Tous les matins après le journal de 8h30, Emmanuelle Ducros dévoile aux auditeurs son «Voyage en absurdie», du lundi au jeudi.
C’est l’histoire d’un film qui a du mal à trouver son public, comme on dit. Et ça fait toute une histoire...
Ce film figure parmi les bides les plus retentissants de 2023. Il s’appelle Avant que les flammes ne s’éteignent, réalisé par Mehdi Fikri. Une adaptation cinématographique de l’affaire Adama Traoré. Cet homme au lourd passé judiciaire qui avait trouvé la mort dans l’Oise, au terme d’une course poursuite avec la police, en 2016. Le film met en scène la chanteuse et actrice Camélia Jordana, dans le rôle de la sœur de cet homme. Elle va lutter au péril de sa famille pour faire éclater la vérité. Camélia Jordana, double de cinéma de Assa Traoré, égérie de la lutte contre les violences policières et le racisme systémique.
Une histoire qui a fait beaucoup parler, une actrice connue incarnant un personnage médiatique. Le film attendu est sorti le 15 novembre. Et ça n’a pas très bien marché.
Euphémisme. 118 copies avaient été prévues, pas énorme, mais pas nul. Le film n’a enregistré que 18.000 entrées la première semaine. C’est très, très peu.
Qu’est -ce qui explique cette contre-performance ?
Si l’on en croit Camélia Jordana, c’est la faute de la fachosphère, qui aurait tout fait pour étouffer un film qui dérange sur les violences policières. Selon Libération, qui consacre un article à l’affaire, l’extrême droite aurait saboté la notation du film sur le site de référence Allo Ciné. elle aurait mené un raid pour lui attribuer peu d’étoiles. Il en a 2 sur 5. Il y a effectivement une forte activité sur la notation du film, le site Allo Ciné a d’ailleurs dû le signaler. Mais que ce soit le fait de l’extrême droite, c’est invérifiable.
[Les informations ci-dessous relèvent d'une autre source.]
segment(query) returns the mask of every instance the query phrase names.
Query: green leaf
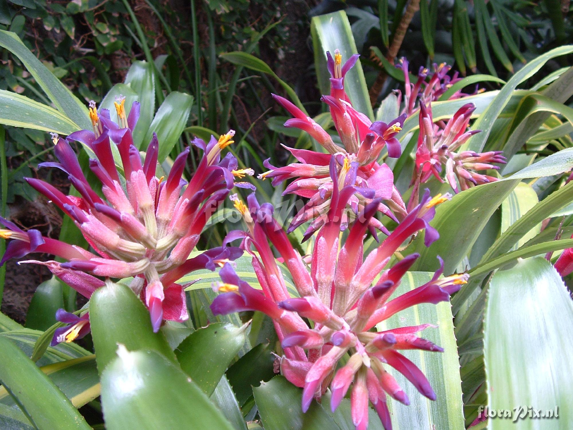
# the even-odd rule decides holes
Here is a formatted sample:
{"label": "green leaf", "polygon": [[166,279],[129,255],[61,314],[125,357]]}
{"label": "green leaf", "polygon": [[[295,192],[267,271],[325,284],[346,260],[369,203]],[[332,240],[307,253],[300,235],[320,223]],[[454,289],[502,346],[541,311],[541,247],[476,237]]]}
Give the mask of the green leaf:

Les commentaires sont dans leur majorité mitigés, pas spécialement insultants.
Détail croquignolet de l’affaire, Libération, qui dénonce le torpillage de la fachosphère, a attribué lui aussi deux étoiles sur 5 au film, et un commentaire cinglant : parlant de “ violences policées qui ne dépassent pas le stade des bonnes intentions».
Et les accusations de racisme systémiques qui planent, et qui auraient empêché ce film d’être un succès ?
Budget du film : 2.7 millions d’euros, plus d’un tiers assuré par de l’argent public. 500.000 euros par France télévision, 50.000 euros par le fond diversité du CNC et 250.000 euros par la Région grand est, tenue par la droite. 38 euros d’argent public par spectateur. Le système est peut-être raciste, mais il est généreux.
Camélia Jordana n’a pas été oubliée.
Elle a été reçue partout, sur les antennes nationales, à des heures de grande écoute, pour la promo. La presse écrite lui a consacré des dizaines d’articles. Ca ne s’appelle pas être réduite au silence ou ostracisée.
Le film matérialise un décalage. D’un côté, l’engouement médiatique autour d’Assa Traoré, et de l’autre, la vraie vie. Il est possible que les spectateurs en aient un peu soupé des antihéros et ne soient pas très intéressés par l’épopée de la famille Traoré, plus connue pour ses œuvres dans la chronique judiciaire que dans les Cahiers du cinéma. Qu’ils en aient un peu marre, aussi, de l’accusation de racisme systémique dégainée pour un oui pour un non, pour un échec au box office. C’est une hypothèse.